Some quick thoughts on that anonymous op-ed

Some quick thoughts on that anonymous op-ed September 7, 2018

 

White House, seen from Washington Monument
The White House, as viewed from the Washington Monument
(Wikimedia Commons public domain)

 

So everybody is abuzz about the anonymous op-ed that appeared the other day in the New York Times — as well as about the new book by Bob Woodward that runs pretty much along the same lines — which claims to reveal that there is a patriotic “resistance” to Donald Trump within the current presidential administration and which describes Mr. Trump as undisciplined, without character, intellectually and psychologically unfit for the presidency, mercurial, incurious, potentially unstable, without settled political convictions, almost compulsively dishonest, and so forth.

 

On one level, my reaction to the anonymous column is pretty much that of Senator Bob Corker (R-TN):  This is isn’t even news.  The description of Donald J. Trump given in Woodward’s book and by the controversial Times column is completely congruent with the judgment of Mr.
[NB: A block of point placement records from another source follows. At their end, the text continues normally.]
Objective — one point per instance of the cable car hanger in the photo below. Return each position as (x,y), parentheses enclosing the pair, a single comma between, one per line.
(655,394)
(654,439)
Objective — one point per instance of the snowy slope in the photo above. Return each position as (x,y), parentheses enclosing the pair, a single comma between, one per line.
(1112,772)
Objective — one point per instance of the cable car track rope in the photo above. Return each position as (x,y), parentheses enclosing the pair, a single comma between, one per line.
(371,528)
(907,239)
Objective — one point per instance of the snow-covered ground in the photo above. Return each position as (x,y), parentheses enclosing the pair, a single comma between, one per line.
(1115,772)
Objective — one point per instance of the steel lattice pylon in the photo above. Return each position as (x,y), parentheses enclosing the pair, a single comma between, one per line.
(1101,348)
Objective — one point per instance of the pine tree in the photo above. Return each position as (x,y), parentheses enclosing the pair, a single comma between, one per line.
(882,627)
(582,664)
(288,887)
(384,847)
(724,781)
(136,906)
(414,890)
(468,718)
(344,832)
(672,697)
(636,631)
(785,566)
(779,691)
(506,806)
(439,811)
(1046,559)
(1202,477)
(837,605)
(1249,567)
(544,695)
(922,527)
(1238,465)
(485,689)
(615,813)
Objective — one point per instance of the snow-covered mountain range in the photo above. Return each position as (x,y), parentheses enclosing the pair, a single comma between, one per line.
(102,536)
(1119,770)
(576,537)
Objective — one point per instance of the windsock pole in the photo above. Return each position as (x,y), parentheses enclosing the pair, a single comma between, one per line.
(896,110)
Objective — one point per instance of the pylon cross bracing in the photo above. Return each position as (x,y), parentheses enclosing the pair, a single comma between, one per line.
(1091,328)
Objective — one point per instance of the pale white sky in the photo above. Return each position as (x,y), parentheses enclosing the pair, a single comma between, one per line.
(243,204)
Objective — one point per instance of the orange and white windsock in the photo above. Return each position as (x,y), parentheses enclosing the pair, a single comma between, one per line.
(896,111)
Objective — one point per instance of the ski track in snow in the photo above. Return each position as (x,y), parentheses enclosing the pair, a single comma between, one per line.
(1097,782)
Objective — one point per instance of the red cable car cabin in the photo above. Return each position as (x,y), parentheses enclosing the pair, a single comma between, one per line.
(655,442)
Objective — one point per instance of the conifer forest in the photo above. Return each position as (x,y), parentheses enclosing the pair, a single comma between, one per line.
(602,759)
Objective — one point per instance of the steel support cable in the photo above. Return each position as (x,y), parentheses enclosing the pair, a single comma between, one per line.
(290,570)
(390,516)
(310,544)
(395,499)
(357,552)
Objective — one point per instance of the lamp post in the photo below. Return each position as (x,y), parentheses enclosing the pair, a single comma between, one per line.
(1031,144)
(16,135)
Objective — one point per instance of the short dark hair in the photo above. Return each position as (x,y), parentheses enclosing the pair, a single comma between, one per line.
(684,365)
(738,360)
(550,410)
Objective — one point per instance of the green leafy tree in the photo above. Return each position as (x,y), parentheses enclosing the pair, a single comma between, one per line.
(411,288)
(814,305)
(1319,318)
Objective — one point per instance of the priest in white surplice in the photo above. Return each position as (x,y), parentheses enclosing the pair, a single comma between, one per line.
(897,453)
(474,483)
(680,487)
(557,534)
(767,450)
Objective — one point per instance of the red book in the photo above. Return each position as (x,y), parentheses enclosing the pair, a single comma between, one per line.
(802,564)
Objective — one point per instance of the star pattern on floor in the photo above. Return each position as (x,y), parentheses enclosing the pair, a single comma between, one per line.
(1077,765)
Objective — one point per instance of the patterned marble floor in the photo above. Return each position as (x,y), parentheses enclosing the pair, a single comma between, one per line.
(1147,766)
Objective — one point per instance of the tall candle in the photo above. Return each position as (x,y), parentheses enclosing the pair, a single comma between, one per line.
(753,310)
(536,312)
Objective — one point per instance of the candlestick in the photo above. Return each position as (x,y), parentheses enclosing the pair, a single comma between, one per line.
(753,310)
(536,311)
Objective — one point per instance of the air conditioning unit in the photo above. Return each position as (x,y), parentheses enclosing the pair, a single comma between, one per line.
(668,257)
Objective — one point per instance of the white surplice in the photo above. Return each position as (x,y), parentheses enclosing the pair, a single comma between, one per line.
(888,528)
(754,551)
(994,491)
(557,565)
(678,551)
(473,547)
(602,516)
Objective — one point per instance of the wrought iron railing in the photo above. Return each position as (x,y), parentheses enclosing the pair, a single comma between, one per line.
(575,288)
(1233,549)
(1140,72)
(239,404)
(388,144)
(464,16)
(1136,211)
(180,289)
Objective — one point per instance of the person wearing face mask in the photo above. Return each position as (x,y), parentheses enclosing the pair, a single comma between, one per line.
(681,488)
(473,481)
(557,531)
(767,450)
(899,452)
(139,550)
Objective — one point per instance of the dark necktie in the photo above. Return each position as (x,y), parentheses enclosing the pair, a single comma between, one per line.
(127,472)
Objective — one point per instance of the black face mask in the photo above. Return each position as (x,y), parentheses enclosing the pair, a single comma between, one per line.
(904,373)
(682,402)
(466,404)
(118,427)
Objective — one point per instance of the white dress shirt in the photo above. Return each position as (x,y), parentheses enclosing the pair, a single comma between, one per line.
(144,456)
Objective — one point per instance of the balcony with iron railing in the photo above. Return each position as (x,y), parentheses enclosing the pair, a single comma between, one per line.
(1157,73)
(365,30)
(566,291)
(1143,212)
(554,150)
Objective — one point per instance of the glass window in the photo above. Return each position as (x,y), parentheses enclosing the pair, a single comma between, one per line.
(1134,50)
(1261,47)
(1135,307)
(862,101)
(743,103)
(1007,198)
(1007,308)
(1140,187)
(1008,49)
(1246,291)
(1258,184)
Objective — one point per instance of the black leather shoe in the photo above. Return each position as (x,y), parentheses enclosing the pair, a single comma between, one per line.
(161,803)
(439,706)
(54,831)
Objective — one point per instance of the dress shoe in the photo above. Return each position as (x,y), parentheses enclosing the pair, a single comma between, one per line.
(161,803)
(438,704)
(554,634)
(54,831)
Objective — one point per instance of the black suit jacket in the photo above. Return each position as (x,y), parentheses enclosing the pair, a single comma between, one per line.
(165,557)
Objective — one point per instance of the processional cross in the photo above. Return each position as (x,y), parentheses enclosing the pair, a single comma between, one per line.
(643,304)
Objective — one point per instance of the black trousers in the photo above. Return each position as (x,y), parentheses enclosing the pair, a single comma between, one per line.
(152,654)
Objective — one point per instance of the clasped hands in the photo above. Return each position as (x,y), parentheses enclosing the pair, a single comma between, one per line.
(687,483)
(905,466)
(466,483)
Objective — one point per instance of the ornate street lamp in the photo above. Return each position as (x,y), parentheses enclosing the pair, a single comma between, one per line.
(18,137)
Trump that I had formed long before he secured the Republican presidential nomination.  That’s why I couldn’t bring myself to vote for him.  It’s why I left the Republican Party on the night that he accepted its nomination at the convention in Cleveland, Ohio.

 

Has the Trump administration done some good things, from my vantage point as a long-time serious political libertarian/conservative?  Yes, it has.  The most obvious area in which that is happening is in its judicial nominations, which it basically — and fortunately — outsourced to the Federalist Society.  Brett Kavanaugh is a very good nominee for the Supreme Court of the United States, but the good news for the federal judiciary certainly doesn’t stop with Judge Kavanaugh.

 

Some are attacking the author of the anonymous op-ed, calling him (or her) a dishonorable coward, demanding that she (or he) come out of the closet and resign.

 

I get it.  Such open insubordination within the executive branch is something that should ordinarily be utterly condemned.  But we are, arguably, living in a very extraordinary time.

 

However, let’s look at this in theoretical terms, abstracted from the particular case of Mr. Donald J. Trump.

 

What, exactly, is a high-ranking White House official to do, if it becomes apparent that a president is quite unfit for office and possibly a danger to the Republic?

 

Some have spoken of invoking the 25th Amendment and removing Mr. Trump from office.  The presidential hopeful Senator Elizabeth Warren (D-MA) has suggested such a course, for instance.  And that would clearly be the thing to do if the case were clear-cut, if the president were, say, in a deep and seemingly irretrievable coma or had been huddled for days in fetal position in a corner of the Oval Office, jibbering and drooling incoherently.

 

But what about a less black-and-white situation?  What if it has become apparent to the president’s closest staff and associates that, while still outwardly functional, a president is subtly but increasingly alienated from reality, unstable, irrational, possibly dangerous?  (Think of the famous case of King George III, of England.)  Where is the line to be drawn between a genuinely patriotic act for the welfare of the nation and a possibly self-serving act by an ambitious vice president or by an ideologically-opposed cabinet or some other faction of partisans?  Would all Americans agree on such a removal?  Would not a real or figurative civil war be a very possible result?  Would many Americans not see the toppling of a president under such circumstances as an illegitimate anti-democratic coup?  Might it not actually be such?

 

And would it actually be the right and honorable thing to do for a high-ranking official, one who is sincerely trying to limit the damage that a dangerously incompetent or deranged president can inflict, to step down?  Might it not actually be a principled act to stay on, in the interests of the country, working surreptitiously to restrain a seemingly sane but actually insane chief executive?

 

Was the author of this anonymous column trying to distance himself or herself from Mr. Trump in an effort to limit eventual damage to a personal career?  Possibly.  That can’t be ruled out.

 

Was it wise, if the situation is really as the op-ed says it is, to have gone public?  Would it not have been preferable for this anonymous official to have kept silence, so that an unstable president wouldn’t become even more unhinged through paranoid anger?  Hasn’t the publication of this column drawn the president’s attention to the “resistance” and, thus, made it potentially less effective?  Maybe.

 

Just some quick thoughts.  As I say, we’re going through fascinating times, politically speaking.  And I haven’t even mentioned the grandstanding at the Kavanaugh hearings by Senator Cory “Spartacus” Booker (D-NJ) and the deeply regrettable Senator Kamala Harris (D-CA), both of whom are plainly campaigning for the presidency.